Paixão, Fidelidade e o “Vira-Casaca”
O psiquiatra Luis Augusto Rohde reflete, do ponto de vista da neurociência, sobre o que motiva um torcedor a não "virar casaca" mesmo quando seu time perde
Confesso! Tenho uma vontade louca de me excluir de inúmeros grupos no WhatsApp, mas, como a maioria dos mortais, morro de medo da repercussão negativa! Entretanto, um deles é sempre inspirador. Reúne os membros do conselho do maior e mais divertido congresso de neurociências aplicada à clínica no país, o conhecido Cérebro, Comportamento e Emoções.
Dia desses, o Professor Valentim Gentil Filho, professor titular de Psiquiatria da USP, lançou um desafio, em tom de brincadeira: Quando a neurociência vai explicar porque torcedor de futebol não “vira-casaca” nos tempos atuais onde se troca tudo: parceiro(a), nome, sexo? Partido político, então, nem se fala! Como aquelas “músicas-chiclete” que a gente não consegue tirar da cabeça, fiquei ruminando a pergunta quase a nível de TOC, dirigindo o carro, entre um paciente e outro, no meio daquela reunião chata…Fui a campo!

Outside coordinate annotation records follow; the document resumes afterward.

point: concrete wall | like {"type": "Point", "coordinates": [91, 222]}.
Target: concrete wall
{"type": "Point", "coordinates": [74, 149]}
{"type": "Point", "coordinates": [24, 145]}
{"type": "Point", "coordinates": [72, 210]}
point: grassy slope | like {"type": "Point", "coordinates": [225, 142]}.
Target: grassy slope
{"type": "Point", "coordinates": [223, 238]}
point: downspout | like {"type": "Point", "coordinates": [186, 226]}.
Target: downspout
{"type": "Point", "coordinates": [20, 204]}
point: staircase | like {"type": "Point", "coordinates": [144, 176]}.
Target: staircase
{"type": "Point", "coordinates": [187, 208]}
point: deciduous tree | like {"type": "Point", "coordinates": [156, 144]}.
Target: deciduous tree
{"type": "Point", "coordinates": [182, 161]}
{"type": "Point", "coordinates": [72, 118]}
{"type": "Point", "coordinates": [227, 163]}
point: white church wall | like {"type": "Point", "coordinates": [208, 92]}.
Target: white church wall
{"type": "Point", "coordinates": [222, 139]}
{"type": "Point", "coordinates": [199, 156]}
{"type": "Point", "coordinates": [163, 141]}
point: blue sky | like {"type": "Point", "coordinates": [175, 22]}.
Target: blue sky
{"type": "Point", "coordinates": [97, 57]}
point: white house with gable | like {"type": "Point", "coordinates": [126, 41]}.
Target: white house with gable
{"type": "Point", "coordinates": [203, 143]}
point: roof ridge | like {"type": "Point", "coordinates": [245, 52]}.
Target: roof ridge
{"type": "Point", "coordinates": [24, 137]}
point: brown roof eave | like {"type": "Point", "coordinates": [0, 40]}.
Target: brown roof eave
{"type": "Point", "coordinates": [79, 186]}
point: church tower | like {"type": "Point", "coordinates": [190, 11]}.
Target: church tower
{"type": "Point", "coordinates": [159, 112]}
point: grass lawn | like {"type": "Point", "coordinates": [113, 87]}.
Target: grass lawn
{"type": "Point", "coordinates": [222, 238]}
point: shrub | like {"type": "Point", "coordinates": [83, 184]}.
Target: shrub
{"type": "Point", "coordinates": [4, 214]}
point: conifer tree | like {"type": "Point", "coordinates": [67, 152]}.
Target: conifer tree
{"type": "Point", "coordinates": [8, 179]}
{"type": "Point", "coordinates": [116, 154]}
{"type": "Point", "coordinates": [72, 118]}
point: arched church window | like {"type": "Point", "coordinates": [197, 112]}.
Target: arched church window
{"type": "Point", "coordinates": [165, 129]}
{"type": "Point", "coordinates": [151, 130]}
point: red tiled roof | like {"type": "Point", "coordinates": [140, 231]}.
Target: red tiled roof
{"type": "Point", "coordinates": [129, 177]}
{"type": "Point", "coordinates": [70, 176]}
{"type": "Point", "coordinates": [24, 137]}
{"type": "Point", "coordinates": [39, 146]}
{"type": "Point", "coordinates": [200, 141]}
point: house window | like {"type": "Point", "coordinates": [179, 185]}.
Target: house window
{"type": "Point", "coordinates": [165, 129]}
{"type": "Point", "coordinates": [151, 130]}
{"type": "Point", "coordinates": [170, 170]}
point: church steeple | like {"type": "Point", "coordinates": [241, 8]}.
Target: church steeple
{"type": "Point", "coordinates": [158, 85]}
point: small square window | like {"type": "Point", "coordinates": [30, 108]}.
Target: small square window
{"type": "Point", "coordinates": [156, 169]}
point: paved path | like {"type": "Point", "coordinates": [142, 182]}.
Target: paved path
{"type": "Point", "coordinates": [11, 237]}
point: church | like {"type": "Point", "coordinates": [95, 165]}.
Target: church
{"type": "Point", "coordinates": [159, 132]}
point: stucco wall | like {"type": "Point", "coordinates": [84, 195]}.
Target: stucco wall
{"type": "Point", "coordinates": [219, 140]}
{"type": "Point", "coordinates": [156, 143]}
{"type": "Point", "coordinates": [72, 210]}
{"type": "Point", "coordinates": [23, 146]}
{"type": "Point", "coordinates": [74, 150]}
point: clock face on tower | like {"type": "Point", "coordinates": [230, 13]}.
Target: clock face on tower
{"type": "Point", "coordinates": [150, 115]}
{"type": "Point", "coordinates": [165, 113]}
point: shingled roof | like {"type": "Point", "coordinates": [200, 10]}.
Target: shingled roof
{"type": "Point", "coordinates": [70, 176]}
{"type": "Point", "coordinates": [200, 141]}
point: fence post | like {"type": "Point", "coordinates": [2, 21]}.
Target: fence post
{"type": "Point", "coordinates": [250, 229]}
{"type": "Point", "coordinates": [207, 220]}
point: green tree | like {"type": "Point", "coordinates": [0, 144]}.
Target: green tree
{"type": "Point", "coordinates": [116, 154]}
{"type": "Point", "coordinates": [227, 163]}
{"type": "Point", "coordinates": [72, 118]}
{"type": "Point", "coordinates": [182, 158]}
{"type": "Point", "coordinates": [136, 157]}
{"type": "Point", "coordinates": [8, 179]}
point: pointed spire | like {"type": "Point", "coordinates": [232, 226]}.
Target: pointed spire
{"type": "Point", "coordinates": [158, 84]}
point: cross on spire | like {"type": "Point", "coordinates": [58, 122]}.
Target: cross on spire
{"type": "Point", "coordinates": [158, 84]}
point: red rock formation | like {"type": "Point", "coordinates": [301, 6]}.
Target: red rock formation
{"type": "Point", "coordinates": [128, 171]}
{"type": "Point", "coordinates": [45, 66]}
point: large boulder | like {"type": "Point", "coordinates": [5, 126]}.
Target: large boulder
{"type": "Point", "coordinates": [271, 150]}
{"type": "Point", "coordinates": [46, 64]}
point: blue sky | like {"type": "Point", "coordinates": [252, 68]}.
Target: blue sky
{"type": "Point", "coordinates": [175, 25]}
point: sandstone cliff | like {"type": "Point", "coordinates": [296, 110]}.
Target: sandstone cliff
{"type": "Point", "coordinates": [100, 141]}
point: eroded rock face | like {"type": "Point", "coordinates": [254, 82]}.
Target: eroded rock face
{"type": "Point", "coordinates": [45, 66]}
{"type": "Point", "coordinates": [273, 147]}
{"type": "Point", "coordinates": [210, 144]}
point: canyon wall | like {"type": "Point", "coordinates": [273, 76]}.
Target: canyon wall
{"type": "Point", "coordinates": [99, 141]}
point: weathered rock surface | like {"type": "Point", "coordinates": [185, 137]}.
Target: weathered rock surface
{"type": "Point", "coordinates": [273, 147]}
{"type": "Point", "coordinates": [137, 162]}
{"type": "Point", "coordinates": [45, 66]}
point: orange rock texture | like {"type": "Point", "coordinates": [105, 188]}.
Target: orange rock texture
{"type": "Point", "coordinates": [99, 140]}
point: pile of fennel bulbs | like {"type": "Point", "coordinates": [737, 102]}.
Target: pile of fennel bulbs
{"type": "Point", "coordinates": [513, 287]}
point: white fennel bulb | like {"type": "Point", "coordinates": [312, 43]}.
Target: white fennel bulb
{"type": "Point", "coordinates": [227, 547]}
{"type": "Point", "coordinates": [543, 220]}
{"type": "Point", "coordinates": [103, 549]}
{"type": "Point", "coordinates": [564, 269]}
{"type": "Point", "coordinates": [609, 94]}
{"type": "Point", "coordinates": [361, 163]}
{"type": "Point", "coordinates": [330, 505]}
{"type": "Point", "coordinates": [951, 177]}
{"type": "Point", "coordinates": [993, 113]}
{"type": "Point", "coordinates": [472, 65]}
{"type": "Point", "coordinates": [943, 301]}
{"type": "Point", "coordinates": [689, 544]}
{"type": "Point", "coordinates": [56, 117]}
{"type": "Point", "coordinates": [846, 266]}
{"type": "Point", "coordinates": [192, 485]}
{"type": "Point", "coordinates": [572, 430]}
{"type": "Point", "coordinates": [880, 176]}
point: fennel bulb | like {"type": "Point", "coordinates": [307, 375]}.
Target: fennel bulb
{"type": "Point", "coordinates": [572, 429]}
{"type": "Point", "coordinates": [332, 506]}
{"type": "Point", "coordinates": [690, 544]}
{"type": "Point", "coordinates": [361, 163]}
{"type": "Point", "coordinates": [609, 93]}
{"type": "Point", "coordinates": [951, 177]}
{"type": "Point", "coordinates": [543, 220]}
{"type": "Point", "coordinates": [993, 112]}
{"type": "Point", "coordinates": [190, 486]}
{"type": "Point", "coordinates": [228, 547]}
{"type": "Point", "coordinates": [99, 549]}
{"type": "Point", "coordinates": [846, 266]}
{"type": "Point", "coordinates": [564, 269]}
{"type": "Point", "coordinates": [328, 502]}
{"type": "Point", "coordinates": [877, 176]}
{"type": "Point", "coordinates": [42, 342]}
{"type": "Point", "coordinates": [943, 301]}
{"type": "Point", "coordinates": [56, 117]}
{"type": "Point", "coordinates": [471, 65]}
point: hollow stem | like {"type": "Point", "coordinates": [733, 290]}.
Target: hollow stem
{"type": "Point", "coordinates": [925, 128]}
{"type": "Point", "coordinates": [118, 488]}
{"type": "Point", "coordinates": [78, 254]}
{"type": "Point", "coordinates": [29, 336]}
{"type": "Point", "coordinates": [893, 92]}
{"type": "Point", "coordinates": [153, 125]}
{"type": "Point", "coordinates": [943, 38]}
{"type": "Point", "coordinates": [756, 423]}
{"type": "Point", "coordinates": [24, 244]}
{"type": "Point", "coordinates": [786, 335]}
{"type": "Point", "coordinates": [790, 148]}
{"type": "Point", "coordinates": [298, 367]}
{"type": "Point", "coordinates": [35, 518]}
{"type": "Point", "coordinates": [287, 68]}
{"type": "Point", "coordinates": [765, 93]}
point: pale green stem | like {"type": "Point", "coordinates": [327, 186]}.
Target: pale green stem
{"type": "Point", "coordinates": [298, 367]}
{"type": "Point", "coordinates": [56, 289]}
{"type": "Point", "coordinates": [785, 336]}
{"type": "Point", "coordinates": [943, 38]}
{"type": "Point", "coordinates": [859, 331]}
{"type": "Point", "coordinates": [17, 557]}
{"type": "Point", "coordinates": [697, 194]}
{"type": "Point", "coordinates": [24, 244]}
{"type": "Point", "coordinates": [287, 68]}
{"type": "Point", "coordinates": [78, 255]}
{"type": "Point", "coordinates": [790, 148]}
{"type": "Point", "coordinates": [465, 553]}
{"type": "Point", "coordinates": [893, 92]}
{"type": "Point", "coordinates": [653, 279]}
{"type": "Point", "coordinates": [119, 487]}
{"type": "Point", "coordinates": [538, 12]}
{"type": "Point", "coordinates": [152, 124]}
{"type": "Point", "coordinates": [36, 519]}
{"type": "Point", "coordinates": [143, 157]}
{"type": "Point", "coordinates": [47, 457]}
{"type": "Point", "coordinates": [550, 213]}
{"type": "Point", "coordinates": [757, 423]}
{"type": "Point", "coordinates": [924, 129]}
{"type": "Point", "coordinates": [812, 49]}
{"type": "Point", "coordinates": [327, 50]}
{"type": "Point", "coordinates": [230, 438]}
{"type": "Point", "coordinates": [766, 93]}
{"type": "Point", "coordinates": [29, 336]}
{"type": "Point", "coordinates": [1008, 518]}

A origem do termo “virar casaca”
Primeira descoberta! O termo “virar casaca” não tem nada a ver com futebol nas suas origens. Contam por aí que a expressão possa ter origem num certo rei da Sardenha do século XVIII que para defender suas terras, aliava-se aos franceses ou aos espanhóis, conforme a utilidade, usando alternadamente as cores nacionais desses países em sua casaca de gala.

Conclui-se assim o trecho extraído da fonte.